Neither the use of OTP, the 16 bit counter nor the use of the blocking bit is implemented in the given code, but can easily implemented based on the information given in https://www.nxp.com/docs/en/data-sheet/MF0ICU2.pd...
As the protection by key is essential for using the Mifare Ultralight C, all relevant functions are present.
All commands are used in the Serial monitor with "new line only" and with 115200 Baud
- “auth 49454D4B41455242214E4143554F5946” will request a authentication with the given key (in this case the standard Mifare Ultralight C key)
- “dump” will dump the content of the card as far as they are visible. In case pages are protected by the key, these pages might not be visible until a previous authentication with key. In the first two columns it is indicated if pages are locked or access is restricted.
- “newKey 49454D4B41455242214E4143554F5946” will write a new key to the card. The key is written to the pages 44 to 47. This will only work, if these pages are neither locked nor protected without a previous authentication.
- "wchar 10 hello world” will write “hello world” starting from page 10. Again, this only works of the pages are neither locked nor protected without a previous authentication.
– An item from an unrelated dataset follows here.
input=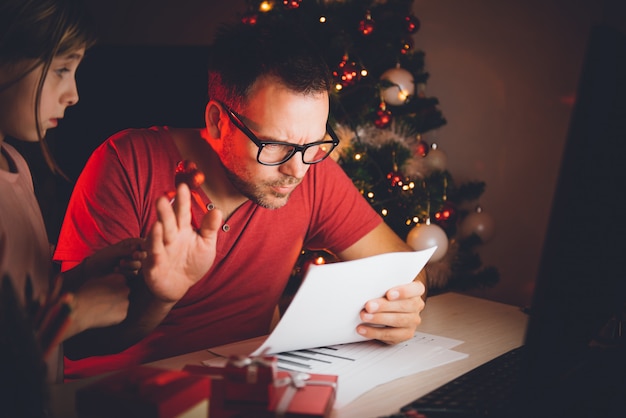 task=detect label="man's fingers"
[155,197,178,244]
When trying to write above page 39 or below page 4 this will prompt an error or data is ignored as these pages is not user memory.
- “whex 045ACBF44688” will write Hex values direct to the memory, previous conditions apply.
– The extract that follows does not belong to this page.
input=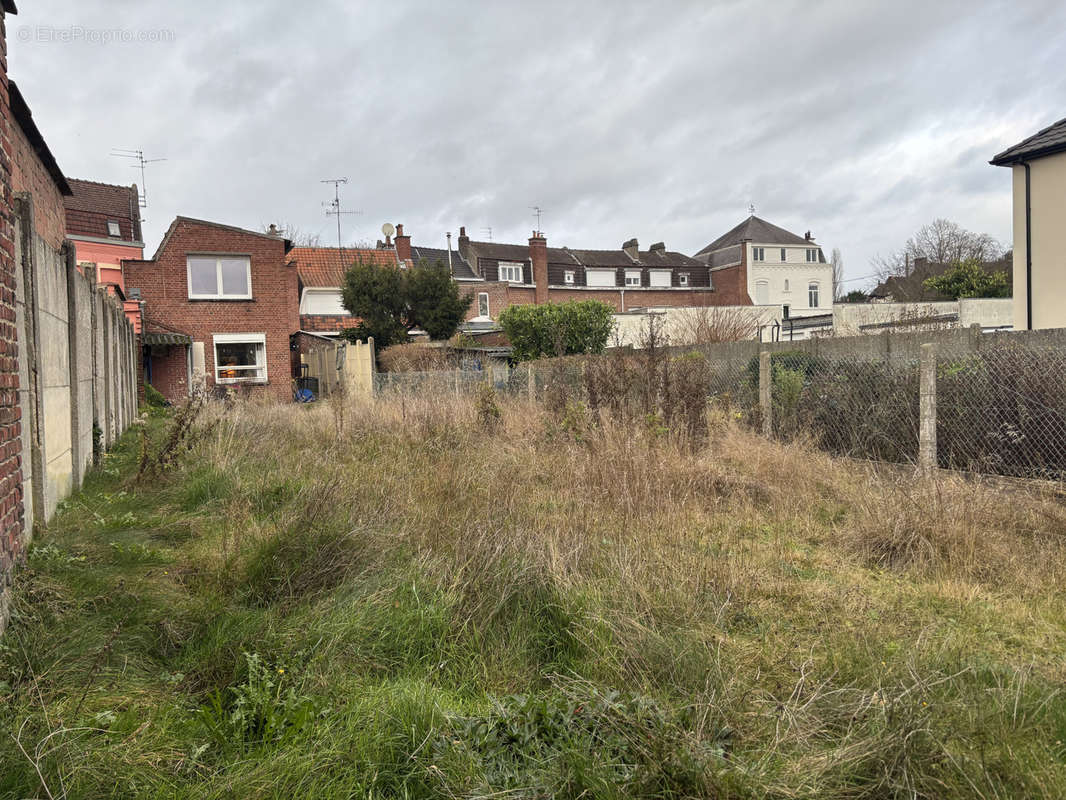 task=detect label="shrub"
[500,300,614,361]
- “protect 30” protects all the pages from page 30 upward. Depending on the permission, these pages can then only be modified or read after a prior authentication with key. Using “protect” with values higher than 47 will set all pages to “unprotected” INCLUDING THE KEY at pages 44-47 (which than can only be modified but not read). In order to prevent altering the key, the protection should at least start at page 44.
- “setpbit 0” sets the protection bit and decides if the protected pages are read only (“setpbit 1”) or can neither be read not written (“setpbit 0”) without a previous authentication with key.
Not all commands can be used immediately after the card was detected. A "dump" previously to an other command always helps.
Step 3: Important
- The program differentiates between the Ultralight types by reading page 43 and 44. If page 43 is readable and page 44 not, it is most likely a Ultralight C. BUT, if you read/write protect the page 43 the card is not anymore recognized as Ultralight C (does not have any effect on anything) The proper identification of the Ultralight should be done via the authentication with key (I did not implement that due to stability reasons).
- Prior to using the commands “setpbit” and “protect” the command “dump” must be used, otherwise the protection status of the pages will not be known.
- If you “read/write” protect the first pages of your card, it will not work anymore with this program as the first page is read constantly to see if there is still a card present. As the first two pages are read only anyway (the UID is stored there), there is no sense in protecting them.
This code uses the “standard” RC522 library for Arduino and a 3DES library from https://github.com/Octoate/ArduinoDES. Whereas the RC522 library is quite commonly used, the 3DES library seems not so widespread and must be installed manually.
The code has been tested on an Arduino Uno. But while writing it, I encountered many weird problems in regard to stability. Somehow either my programming skills are not that good, one of the used libraries is unstable or mixing the libraries is not a good idea.
Please bear this in mind when using the code!!!
Changing it or using only parts of it can lead to strange behavior like crashing, printing weird things or getting timeouts or NAK when reading from the card. This can happen at any place in the code (it cost me many hours of debugging). If you find the reason(s) for this, please give me a hint.